Foto: Mateus Raugust/Divulgação
No encontro, realizado em um restaurante da cidade, Zucco reafirmou seu compromisso com a região e disse que, se eleito, manterá relação de permanente diálogo com os municípios. “Os prefeitos são aqueles que mais perto estão das pessoas. Essa proximidade é fundamental para que possamos compreender as demandas reais de cada cidade e construir políticas públicas mais eficientes”, salienta.
Força Gaúcha
À tarde Zucco participou de mais uma etapa do projeto Força Gaúcha, que está percorrendo diferentes regiões do Estado para ouvir lideranças empresariais e de entidades para a montagem do plano de governo da coligação PL/PP. O lançamento está marcado para o dia 22 de julho. A pré-candidata a vice, Silvana Covatti (PP), participou do encontro.

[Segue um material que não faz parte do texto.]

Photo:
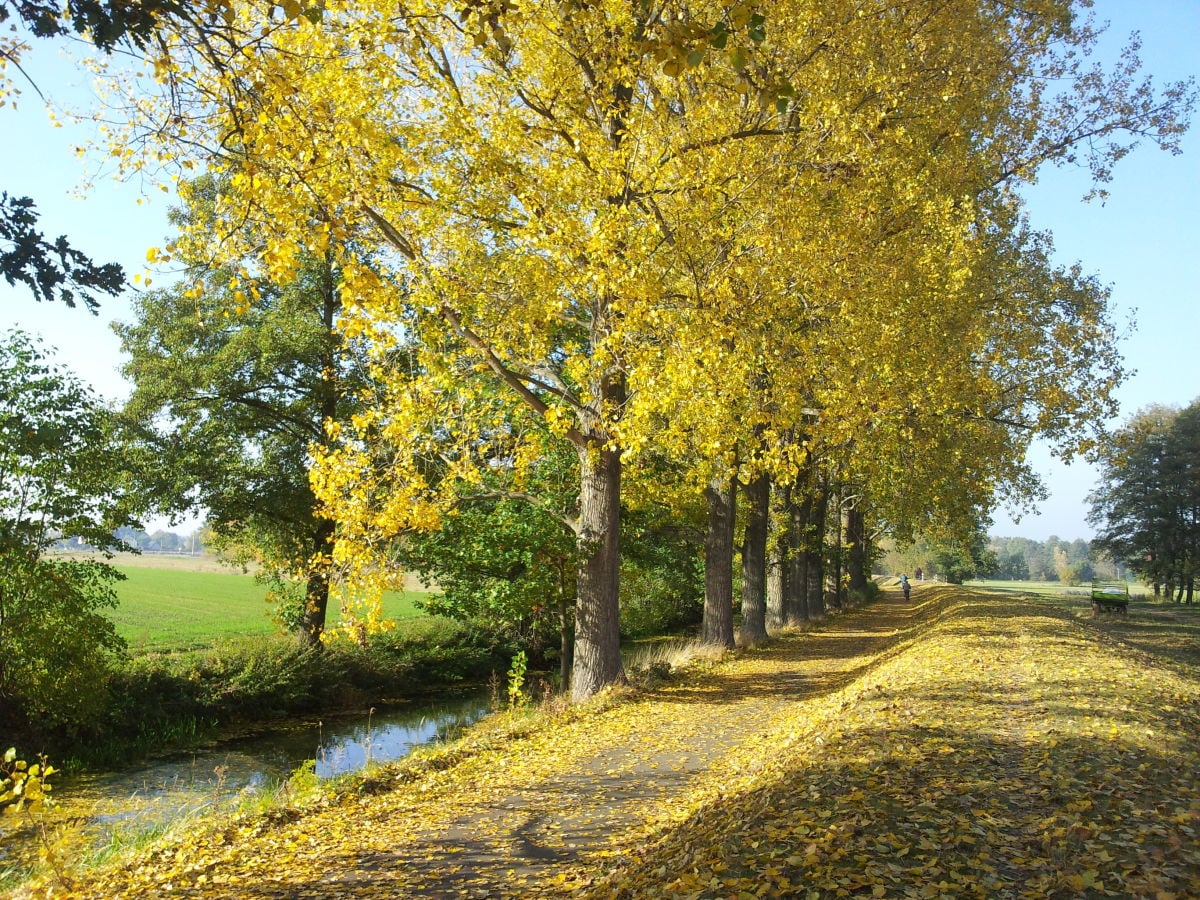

Entre os assuntos levantados pela comunidade estão demandas de mobilidade e logística, qualificação profissional, sistema de proteção contra enchentes e saúde. Um dos pleitos levantados por entidades é a volta do serviço de oncologia pelo SUS para Novo Hamburgo – atualmente Taquara é a referência para esta especialidade.
“Os encontros do Força Gaúcha não são políticos, são de escuta da comunidade civil organizada. Queremos saber as principais demandas das comunidades regionais para, com isso, montarmos um plano de governo viável, sem demagogia, para curto, médio e longo prazos”, frisou o pré-candidato. Ele salienta que, independente de quem estiver no governo a partir de 2027, não haverá recursos para tocar todos os projetos.
“Por um bom tempo temos focados em agenda fiscal, em como pagar a conta do governo federal. Temos que chegar no governo federal e cobrar respeito e consideração. A cada 100 reais que os gaúchos mandam [para Brasília], a gente recebe 19. Essa dívida do Estado com a União tem que ser investida aqui, em obras de infraestrutura no Estado. Temos força política para isso”, defende.